Faizan Bhura - The Diminutive Warrior

The names of the Nobel Prize nominees are not revealed until 50 years after the event. This adds a certain fascination to the awards given out. Who did the eventual winner beat? Was he or she up against the cream?

Away from the bookies’ chalk and inside the Swedish Academy papers are passed around and eyebrows arched enquiringly. The initial list is cumbersome – it includes around 200 potential laureates selected by professors, society presidents, previous winners and academy members. This is whittled down to a ‘long list’ of 15-20 preliminary candidates in April and then a ‘short list’ of 5 final candidates in May.

Much rigour and due process takes place and that is before the three months of reading and assessment which occurs in order to prepare reports and discuss the merits of each candidate.

It would be nice to think that similar levels of deliberation and brooding happened prior to and on Friday, 27th March at the pre-Finals committee meeting. Present were officers Alan Bradshaw, John and Margaret Scowcroft, George Berry, Jean Smart and head honchos Roy Caswell and Brett Haslam.
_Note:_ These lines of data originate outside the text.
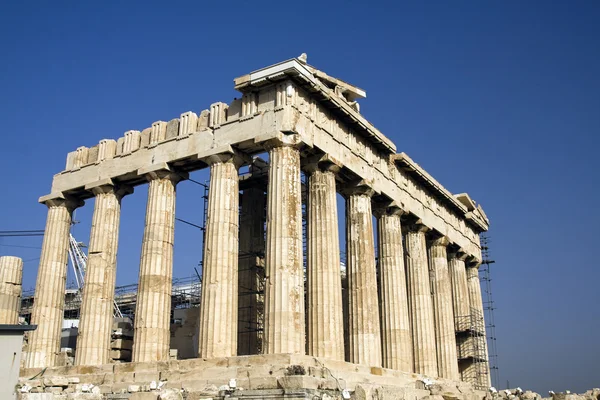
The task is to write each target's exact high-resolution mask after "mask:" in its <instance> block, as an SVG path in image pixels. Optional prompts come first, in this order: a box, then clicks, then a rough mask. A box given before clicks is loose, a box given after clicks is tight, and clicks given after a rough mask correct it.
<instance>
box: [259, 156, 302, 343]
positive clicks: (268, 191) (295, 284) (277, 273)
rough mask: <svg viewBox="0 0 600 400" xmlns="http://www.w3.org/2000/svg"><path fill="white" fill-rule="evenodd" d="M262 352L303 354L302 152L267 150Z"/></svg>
mask: <svg viewBox="0 0 600 400" xmlns="http://www.w3.org/2000/svg"><path fill="white" fill-rule="evenodd" d="M269 159H270V166H269V184H268V188H267V242H266V249H265V281H266V282H265V332H264V346H263V351H264V353H266V354H273V353H297V354H304V353H305V351H306V350H305V336H304V332H305V327H304V271H303V266H302V264H303V260H302V194H301V182H300V151H299V150H298V149H297V148H295V147H292V146H287V145H284V144H279V145H278V144H274V145H273V147H271V148H270V149H269Z"/></svg>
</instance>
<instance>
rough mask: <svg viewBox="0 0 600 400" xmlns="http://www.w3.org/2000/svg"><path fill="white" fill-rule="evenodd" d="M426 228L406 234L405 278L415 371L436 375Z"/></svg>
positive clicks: (436, 361) (432, 314) (418, 372)
mask: <svg viewBox="0 0 600 400" xmlns="http://www.w3.org/2000/svg"><path fill="white" fill-rule="evenodd" d="M426 231H427V228H426V227H425V226H423V225H418V224H417V225H413V226H410V227H409V228H408V230H407V232H406V236H405V238H406V239H405V244H406V277H407V283H408V284H407V287H408V302H409V304H410V318H411V328H412V338H413V357H414V364H415V365H414V368H415V369H414V371H415V372H416V373H418V374H424V375H428V376H437V374H438V371H437V356H436V346H435V325H434V320H433V300H432V297H431V285H430V283H429V266H428V262H427V244H426V242H425V232H426Z"/></svg>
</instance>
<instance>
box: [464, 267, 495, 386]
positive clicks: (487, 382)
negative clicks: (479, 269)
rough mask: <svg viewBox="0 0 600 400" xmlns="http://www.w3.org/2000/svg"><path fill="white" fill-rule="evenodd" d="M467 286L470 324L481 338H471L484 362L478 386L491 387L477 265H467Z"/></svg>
mask: <svg viewBox="0 0 600 400" xmlns="http://www.w3.org/2000/svg"><path fill="white" fill-rule="evenodd" d="M467 286H468V287H469V304H470V305H471V310H472V311H471V314H472V323H473V324H474V325H475V328H476V330H478V331H479V333H480V334H481V336H475V337H473V340H476V341H477V343H476V344H475V346H474V347H476V348H477V349H478V350H479V351H478V352H479V354H480V355H481V356H483V358H484V359H485V362H484V363H483V364H484V365H483V367H482V368H481V369H480V371H481V375H479V384H480V385H482V386H486V387H489V386H491V377H490V368H489V359H488V350H487V341H486V337H487V336H486V332H485V317H484V311H483V300H482V298H481V284H480V281H479V263H477V262H470V263H468V265H467Z"/></svg>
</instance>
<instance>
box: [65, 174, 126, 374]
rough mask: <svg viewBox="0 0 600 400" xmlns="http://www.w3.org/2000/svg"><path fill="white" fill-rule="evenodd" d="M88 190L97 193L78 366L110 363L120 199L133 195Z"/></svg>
mask: <svg viewBox="0 0 600 400" xmlns="http://www.w3.org/2000/svg"><path fill="white" fill-rule="evenodd" d="M87 189H88V190H91V191H92V192H93V193H94V195H95V204H94V216H93V218H92V229H91V231H90V244H89V249H88V262H87V268H86V271H85V277H84V286H83V301H82V303H81V313H80V315H81V317H80V321H79V333H78V336H77V350H76V352H75V365H98V364H107V363H108V362H109V361H110V334H111V330H112V320H113V310H114V298H115V280H116V276H117V247H118V243H119V221H120V218H121V198H122V197H123V196H124V195H125V194H128V193H131V192H133V189H132V188H130V187H115V186H114V185H113V184H112V183H110V182H109V183H103V184H100V185H97V186H93V187H87Z"/></svg>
On these shoulders rested the fates of the season’s big-name players – most challengingly who was to be engraved on The Albert Howcroft Trophy for Most Improved Player. Not an easy thing to decide. An algorithm can only churn out an unloved number. It does not factor in personal circumstances, the general feeling amongst your peers and the inevitable politics that prevail.

‘It’s a bit like politics and statistics. Which way do you jump?’ General Secretary Caswell admitted with redoubtable insight into the workings of the loyal few that give up their Fridays. Which way indeed when the list is so strong, so full of games revamped?

Six candidates shone across the five Bolton divisions: Robert Shaw (Div 4, from 8 to 42%); Keane Mills (74 to 100%); Nathan Rhodes (29 to 70%); Christopher Boys (Div 4, 80% to Div 3, 51%); Faizan Bhura (Div 4, 72% to Div 3, 58%); Ray Isherwood (Div 2, 27 to 68%). It was Bhura, however, who impressed the old guard. ‘In the end we all just looked at each other and went for Faizan.’

Science perhaps left at the door, but then in the 4’ 11” Bhura they have made a genuine discovery. ‘I always do rubbish in the [pre-match warm-ups]. I make them think my technique is not good at all and then when the match is ready I pull my socks up and turn my brain into gear. That’s what I do.’

‘A proper kidder,’ to quote Scott Brown. Too dry to read at times, but there with his secret weapon - his consistent forehand.

You can get a thousand sentences from Bhura on the game and how he has tracked its idiosyncrasies from the age of 12 – charming, colloquial passages that reach out and shatter any sense of smoothness. All that matters though is his devotion to table tennis, his 1994 Bolton-born (Indian mother/Zambian father) bones that have lifted this trophy once held by Andrea Holt.